The device will live there, in the rectangular connector known as the OBD port. Any car built after 1996 is equipped with an OBD port, and it’s become hot real estate for tech companies trying to revolutionize the driving experience. Vinli, which starts at $99.00, turns your car into smartphone of sorts – where there’s an app store for your car, and an internet connection.
“It has a GPS, Bluetooth, Wi-Fi hotspot, with LTE connectivity, an accelerometer,” Haidar says.
So, if you’re on a road trip, maybe in a 1996 Honda Civic, and your kid wants to watch cartoons on a laptop, no problem.
“It makes the driver experience and backseat experience much better,” he says.

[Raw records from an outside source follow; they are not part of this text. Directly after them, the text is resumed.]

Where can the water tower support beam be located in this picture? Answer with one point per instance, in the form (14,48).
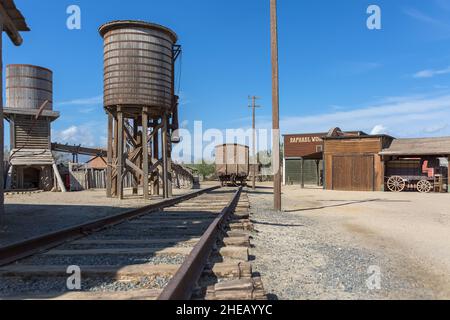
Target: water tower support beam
(145,152)
(120,159)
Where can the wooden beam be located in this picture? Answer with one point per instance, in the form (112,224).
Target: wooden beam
(134,167)
(58,178)
(145,162)
(120,156)
(10,27)
(109,156)
(165,159)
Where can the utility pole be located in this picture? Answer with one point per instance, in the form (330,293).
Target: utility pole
(275,106)
(255,157)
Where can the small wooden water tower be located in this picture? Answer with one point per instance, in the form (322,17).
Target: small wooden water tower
(139,68)
(29,110)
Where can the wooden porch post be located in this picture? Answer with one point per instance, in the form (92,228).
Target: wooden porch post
(302,177)
(145,162)
(110,156)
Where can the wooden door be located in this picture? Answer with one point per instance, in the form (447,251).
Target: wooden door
(353,173)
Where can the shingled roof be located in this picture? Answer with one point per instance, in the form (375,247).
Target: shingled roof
(419,147)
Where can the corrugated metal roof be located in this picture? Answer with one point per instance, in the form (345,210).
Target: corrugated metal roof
(419,147)
(24,157)
(15,15)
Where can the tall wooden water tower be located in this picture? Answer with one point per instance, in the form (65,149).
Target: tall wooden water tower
(29,110)
(139,68)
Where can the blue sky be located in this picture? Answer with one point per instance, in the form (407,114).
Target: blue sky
(333,70)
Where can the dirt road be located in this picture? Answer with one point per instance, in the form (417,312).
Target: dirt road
(353,245)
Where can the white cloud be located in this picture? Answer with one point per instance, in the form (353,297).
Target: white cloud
(436,128)
(76,135)
(379,129)
(423,17)
(429,73)
(83,101)
(407,117)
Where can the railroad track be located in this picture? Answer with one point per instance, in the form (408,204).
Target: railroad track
(190,247)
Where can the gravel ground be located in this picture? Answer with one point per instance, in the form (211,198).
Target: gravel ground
(304,255)
(30,215)
(57,286)
(109,260)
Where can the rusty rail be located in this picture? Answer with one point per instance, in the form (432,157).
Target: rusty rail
(181,286)
(32,246)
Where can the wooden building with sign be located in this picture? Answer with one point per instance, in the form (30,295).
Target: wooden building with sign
(302,162)
(354,163)
(303,157)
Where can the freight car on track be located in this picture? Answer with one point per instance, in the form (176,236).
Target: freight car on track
(232,164)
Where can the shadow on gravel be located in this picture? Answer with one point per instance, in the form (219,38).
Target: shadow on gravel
(341,204)
(278,224)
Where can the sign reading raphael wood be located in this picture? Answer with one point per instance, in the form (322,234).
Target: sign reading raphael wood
(301,145)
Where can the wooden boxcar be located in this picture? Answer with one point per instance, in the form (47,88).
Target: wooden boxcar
(232,163)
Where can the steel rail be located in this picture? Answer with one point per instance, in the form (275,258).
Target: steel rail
(181,286)
(23,249)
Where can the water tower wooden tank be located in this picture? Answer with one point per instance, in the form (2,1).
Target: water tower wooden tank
(29,110)
(139,68)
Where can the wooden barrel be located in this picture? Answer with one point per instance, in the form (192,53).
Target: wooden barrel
(138,64)
(28,87)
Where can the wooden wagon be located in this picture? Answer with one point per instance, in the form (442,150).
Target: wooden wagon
(422,184)
(412,174)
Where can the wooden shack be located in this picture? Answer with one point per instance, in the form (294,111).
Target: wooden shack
(12,22)
(354,163)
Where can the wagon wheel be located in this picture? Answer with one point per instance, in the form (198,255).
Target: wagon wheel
(424,186)
(396,184)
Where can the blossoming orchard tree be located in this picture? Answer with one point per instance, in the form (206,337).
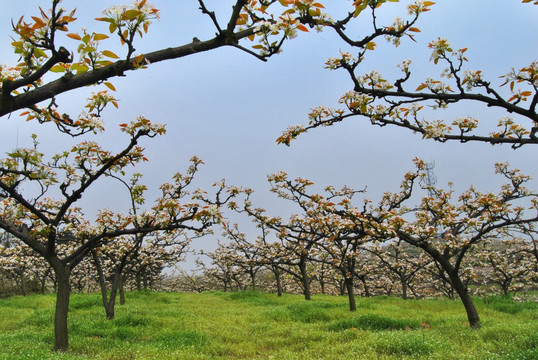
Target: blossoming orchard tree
(446,231)
(40,193)
(396,102)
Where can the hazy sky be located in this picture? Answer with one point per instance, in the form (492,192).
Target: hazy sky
(228,108)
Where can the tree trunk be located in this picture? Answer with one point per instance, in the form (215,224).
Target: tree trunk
(350,293)
(366,288)
(305,281)
(122,291)
(470,308)
(61,342)
(458,286)
(404,287)
(276,271)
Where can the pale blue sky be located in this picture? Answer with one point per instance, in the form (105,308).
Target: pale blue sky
(228,108)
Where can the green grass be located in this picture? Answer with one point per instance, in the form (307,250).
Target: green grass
(251,325)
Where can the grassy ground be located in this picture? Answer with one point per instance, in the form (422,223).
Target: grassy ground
(262,326)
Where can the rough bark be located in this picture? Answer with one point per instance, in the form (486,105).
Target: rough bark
(350,293)
(61,341)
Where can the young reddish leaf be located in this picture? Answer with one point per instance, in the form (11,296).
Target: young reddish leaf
(39,21)
(110,54)
(421,87)
(57,68)
(100,37)
(110,86)
(302,27)
(74,36)
(131,14)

Connecting to Netflix from the backseat is nice, but it isn’t the breakthrough technology that helped Vinli raise $6.5 million from companies like Samsung and Cox Automotive this summer. That was for connecting your car to your phone, your home computer and the people around you. Through Vinli’s app store you can download apps to monitor your car’s health, improve fuel efficiency, and even track your teenager — like one app called Beagle, which lets parents watch the car in real time and even create alerts for speeding.
Once you tap into your car’s brain and connect it to the world outside, the opportunities are endless — which is why more cars today are being built connected, no device necessary.
“Almost any new car you buy today will have some sort of telematics service that they’ll offer with it,” says Wayne Cunningham, who covers car technology for CNET. “The relevance of these devices is going to diminish over the next few years. In five years, I can imagine they’d be completely superfluous unless you have an older car that’s not connected.”
Which is why Haider is working on deals with automakers to get Vinli inside cars before they’re driven off the lot. And, he’s hoping to capitalize on interest in something called vehicle-to-vehicle communication, sometimes called V2V.
“The idea is that every car can communicate to other cars on the road,” Cunningham says. “So your car will know before you do that the car ahead of you is braking, or if you come around the corner and there’s a car stalled in the road that car will have already sent a signal to your car and give you some advance notice.”
V2V, could be mandated by the government in the next few years. Then, there’d be even more demand for giving old cars new life, and new brains.